Proportionality in a strict sense

This requirement seeks to verify whether there is a due balance between the constitutional protection of privacy and inviolability of communications and the restriction made by the incorporation of the figure of the undercover digital agent. Undoubtedly, surveillance represents an intrusion and interference in private life. However, it is difficult to abstractly determine the benefits or costs of such a measure, so the proportionality analysis must be carried out on a case-by-case basis. Consequently, in the specific context of an investigation, it’s up to the judicial authority to first evaluate the relevance, adequacy, necessity and proportionality of the measure, balancing the rights at stake. In addition, it must ensure that the measure does not violate the prohibitions and limitations established by law, such as interception in cases of professional secrecy or to avoid the revictimization of minors, among other scenarios.

Conclusions

After the Edward Snowden revelations, the “Necessary and Proportionate: International Principles on the Application of Human Rights to Communications Surveillance” was created, which establishes principles to ensure that communications surveillance respects human rights. These principles include necessity, proportionality, transparency and judicial supervision, among others. Since privacy is a fundamental human right and is essential for the maintenance of democratic societies, it’s evident that any restriction on the right to privacy, including the surveillance of communications, can only be justified when it’s prescribed by law, necessary to achieve a legitimate objective and proportional to the aim pursued.

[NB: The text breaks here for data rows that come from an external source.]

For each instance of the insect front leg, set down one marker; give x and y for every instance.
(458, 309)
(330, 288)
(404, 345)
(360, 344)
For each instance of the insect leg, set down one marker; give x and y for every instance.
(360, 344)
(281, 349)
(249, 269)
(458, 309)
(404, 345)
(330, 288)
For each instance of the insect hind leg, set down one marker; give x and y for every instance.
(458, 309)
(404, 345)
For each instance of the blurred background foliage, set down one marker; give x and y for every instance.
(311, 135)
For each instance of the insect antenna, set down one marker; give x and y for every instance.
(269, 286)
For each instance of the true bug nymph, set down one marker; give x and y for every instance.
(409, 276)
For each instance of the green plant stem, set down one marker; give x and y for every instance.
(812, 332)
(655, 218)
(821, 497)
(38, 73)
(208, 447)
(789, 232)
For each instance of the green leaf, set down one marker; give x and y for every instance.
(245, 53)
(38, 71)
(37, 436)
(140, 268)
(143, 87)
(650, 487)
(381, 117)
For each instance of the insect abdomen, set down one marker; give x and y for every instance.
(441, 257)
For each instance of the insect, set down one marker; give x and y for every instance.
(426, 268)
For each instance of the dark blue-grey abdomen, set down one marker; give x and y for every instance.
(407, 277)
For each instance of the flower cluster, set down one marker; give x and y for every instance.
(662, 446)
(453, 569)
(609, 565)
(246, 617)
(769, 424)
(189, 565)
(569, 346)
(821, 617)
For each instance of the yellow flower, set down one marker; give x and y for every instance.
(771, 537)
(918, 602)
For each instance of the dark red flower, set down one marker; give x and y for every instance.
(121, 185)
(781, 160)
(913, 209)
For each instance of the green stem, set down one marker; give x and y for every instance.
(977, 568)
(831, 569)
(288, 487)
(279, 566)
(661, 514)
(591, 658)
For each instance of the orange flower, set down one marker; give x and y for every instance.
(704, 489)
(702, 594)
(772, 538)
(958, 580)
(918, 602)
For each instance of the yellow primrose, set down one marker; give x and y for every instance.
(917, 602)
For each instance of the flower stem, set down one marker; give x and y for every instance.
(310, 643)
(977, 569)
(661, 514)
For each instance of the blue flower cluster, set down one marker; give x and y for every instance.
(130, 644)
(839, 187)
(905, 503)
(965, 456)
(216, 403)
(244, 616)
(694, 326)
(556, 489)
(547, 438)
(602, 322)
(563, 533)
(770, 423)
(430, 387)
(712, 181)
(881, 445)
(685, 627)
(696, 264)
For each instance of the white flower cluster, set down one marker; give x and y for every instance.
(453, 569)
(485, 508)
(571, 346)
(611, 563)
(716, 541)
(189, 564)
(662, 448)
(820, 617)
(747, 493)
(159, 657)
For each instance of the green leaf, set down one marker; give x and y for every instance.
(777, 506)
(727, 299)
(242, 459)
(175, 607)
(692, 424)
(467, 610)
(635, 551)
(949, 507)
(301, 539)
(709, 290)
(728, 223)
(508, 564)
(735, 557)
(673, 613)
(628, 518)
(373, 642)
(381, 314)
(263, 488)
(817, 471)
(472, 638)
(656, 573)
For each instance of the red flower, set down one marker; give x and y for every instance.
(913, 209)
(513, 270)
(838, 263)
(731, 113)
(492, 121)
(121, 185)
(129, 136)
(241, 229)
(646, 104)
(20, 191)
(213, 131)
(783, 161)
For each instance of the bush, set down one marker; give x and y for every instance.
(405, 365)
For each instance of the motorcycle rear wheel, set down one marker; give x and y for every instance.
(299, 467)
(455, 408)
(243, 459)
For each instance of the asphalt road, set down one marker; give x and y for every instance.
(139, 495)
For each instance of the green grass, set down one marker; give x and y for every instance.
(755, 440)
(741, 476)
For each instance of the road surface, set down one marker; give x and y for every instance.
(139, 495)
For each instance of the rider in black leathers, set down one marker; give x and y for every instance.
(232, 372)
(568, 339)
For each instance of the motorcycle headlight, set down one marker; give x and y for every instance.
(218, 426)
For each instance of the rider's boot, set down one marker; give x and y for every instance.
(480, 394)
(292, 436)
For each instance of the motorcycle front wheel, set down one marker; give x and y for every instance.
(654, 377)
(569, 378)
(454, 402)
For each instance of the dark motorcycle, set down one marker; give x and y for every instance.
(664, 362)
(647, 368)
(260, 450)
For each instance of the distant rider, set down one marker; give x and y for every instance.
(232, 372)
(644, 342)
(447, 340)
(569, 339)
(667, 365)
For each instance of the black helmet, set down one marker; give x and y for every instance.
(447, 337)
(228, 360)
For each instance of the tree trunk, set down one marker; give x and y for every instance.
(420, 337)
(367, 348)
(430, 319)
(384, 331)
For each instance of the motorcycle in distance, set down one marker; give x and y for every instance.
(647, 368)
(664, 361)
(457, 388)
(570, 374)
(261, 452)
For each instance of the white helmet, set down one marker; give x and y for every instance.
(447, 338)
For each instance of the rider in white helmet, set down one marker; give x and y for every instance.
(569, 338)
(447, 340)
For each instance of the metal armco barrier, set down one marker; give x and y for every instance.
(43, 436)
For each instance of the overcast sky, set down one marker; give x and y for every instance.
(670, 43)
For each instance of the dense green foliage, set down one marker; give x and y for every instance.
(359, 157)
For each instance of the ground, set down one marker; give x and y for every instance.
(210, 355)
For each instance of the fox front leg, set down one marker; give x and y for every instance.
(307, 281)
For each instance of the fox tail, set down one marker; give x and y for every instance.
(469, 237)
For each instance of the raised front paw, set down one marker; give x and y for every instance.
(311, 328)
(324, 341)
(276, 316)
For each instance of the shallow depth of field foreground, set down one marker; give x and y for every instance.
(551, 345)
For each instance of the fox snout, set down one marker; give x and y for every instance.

Applying this measure in the way it is currently stated does nothing more than legitimize the Attorney General’s Office (FGE) for surveillance and intrusion into privacy, since it grants it invasive and exorbitant powers, given that it can carry out these investigations without the need for any type of judicial authorization and, even without there being a crime. Due to the inapplicability and ineffectiveness of the current regulation, only by means of a judicial resolution the supossed identity should be granted by mentioning the real name of the agent and the false identity confirmed for a specific case, the authorization for patrols and digital actions in cyberspace and the obtaining and transfer of information resulting from the investigation, because otherwise the FGE can, without being in the framework of an investigation, interfere in the communication, storage and even the thinking process of any citizen, without also establishing which would be the parameters of judicial control and scrutiny so that the judges to whom this measure is requested can establish its adequate reasonableness with protection of the rights to privacy and the protection of personal data. The figure of the undercover digital agent whose constitutionality is questioned implies an unnecessary and disproportionate impact on trying to guarantee the prevention of crimes, due to arbitrary interference with privacy and non-compliance with international treaties and internal regulations. Due to the lack of legal guarantees for the protection of people’s privacy, the population must seek de facto mechanisms, such as the use of encryption and anonymization techniques, since this is the only thing that guarantees the protection of our data.